The change makes sense to me, but logically I'd put it after
btf_record_free(rec), just in case if some of btf records ever refer
back to map's BTF or something (and just in general to keep it the
very last thing that's happening).


But it also seems like CI is not happy ([0]), please take a look, thanks!
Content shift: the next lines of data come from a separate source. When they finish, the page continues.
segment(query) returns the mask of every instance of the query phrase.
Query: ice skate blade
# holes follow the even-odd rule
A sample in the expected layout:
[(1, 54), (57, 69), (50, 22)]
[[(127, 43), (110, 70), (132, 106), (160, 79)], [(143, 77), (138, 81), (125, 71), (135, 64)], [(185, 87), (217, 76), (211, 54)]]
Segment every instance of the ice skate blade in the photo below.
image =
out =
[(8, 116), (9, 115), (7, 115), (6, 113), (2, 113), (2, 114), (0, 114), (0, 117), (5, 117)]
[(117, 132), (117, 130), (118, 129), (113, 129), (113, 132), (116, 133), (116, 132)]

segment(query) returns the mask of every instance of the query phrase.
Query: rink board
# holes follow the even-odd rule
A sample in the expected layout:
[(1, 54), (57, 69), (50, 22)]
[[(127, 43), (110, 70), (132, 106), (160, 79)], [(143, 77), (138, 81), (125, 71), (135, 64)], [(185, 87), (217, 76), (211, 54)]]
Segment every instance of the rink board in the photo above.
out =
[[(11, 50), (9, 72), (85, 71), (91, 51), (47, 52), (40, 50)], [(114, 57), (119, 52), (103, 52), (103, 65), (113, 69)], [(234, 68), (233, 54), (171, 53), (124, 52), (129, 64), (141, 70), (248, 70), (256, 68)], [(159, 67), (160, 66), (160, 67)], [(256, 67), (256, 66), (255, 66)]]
  [0] https://github.com/kernel-patches/bpf/actions/runs/7090474333/job/19297672532


>         /* Delay freeing of btf_record for maps, as map_free
>          * callback usually needs access to them. It is better to do it here
>          * than require each callback to do the free itself manually.
> @@ -727,7 +732,6 @@ void bpf_map_put(struct bpf_map *map)
>         if (atomic64_dec_and_test(&map->refcnt)) {
>                 /* bpf_map_free_id() must be called first */
>                 bpf_map_free_id(map);
> -               btf_put(map->btf);
>                 INIT_WORK(&map->work, bpf_map_free_deferred);
>                 /* Avoid spawning kworkers, since they all might contend
>                  * for the same mutex like slab_mutex.
> --
> 2.34.1
>
Hou Tao Dec. 5, 2023, 1:31 a.m. UTC | #2
Hi,

On 12/5/2023 8:42 AM, Andrii Nakryiko wrote:
> On Mon, Dec 4, 2023 at 9:40 AM Yonghong Song <yonghong.song@linux.dev> wrote:
>> When running `./test_progs -j` in my local vm with latest kernel,
>> I once hit a kasan error like below:

SNIP
>>
>>
>> So the problem is at rec->refcount_off in the above.
>>
>> I did some source code analysis and find the reason.
>>                                   CPU A                        CPU B
>>   bpf_map_put:
>>     ...
>>     btf_put with rcu callback
>>     ...
>>     bpf_map_free_deferred
>>       with system_unbound_wq
>>     ...                          ...                           ...
>>     ...                          btf_free_rcu:                 ...
>>     ...                          ...                           bpf_map_free_deferred:
>>     ...                          ...
>>     ...         --------->       btf_struct_metas_free()
>>     ...         | race condition ...
>>     ...         --------->                                     map->ops->map_free()
>>     ...
>>     ...                          btf->struct_meta_tab = NULL
>>
>> In the above, map_free() corresponds to array_map_free() and eventually
>> calling bpf_rb_root_free() which calls:
>>   ...
>>   __bpf_obj_drop_impl(obj, field->graph_root.value_rec, false);
>>   ...
>>
>> Here, 'value_rec' is assigned in btf_check_and_fixup_fields() with following code:
>>
>>   meta = btf_find_struct_meta(btf, btf_id);
>>   if (!meta)
>>     return -EFAULT;
>>   rec->fields[i].graph_root.value_rec = meta->record;
>>
>> So basically, 'value_rec' is a pointer to the record in struct_metas_tab.
>> And it is possible that that particular record has been freed by
>> btf_struct_metas_free() and hence we have a kasan error here.
>>
>> Actually it is very hard to reproduce the failure with current bpf/bpf-next
>> code, I only got the above error once. To increase reproducibility, I added
>> a delay in bpf_map_free_deferred() to delay map->ops->map_free(), which
>> significantly increased reproducibility.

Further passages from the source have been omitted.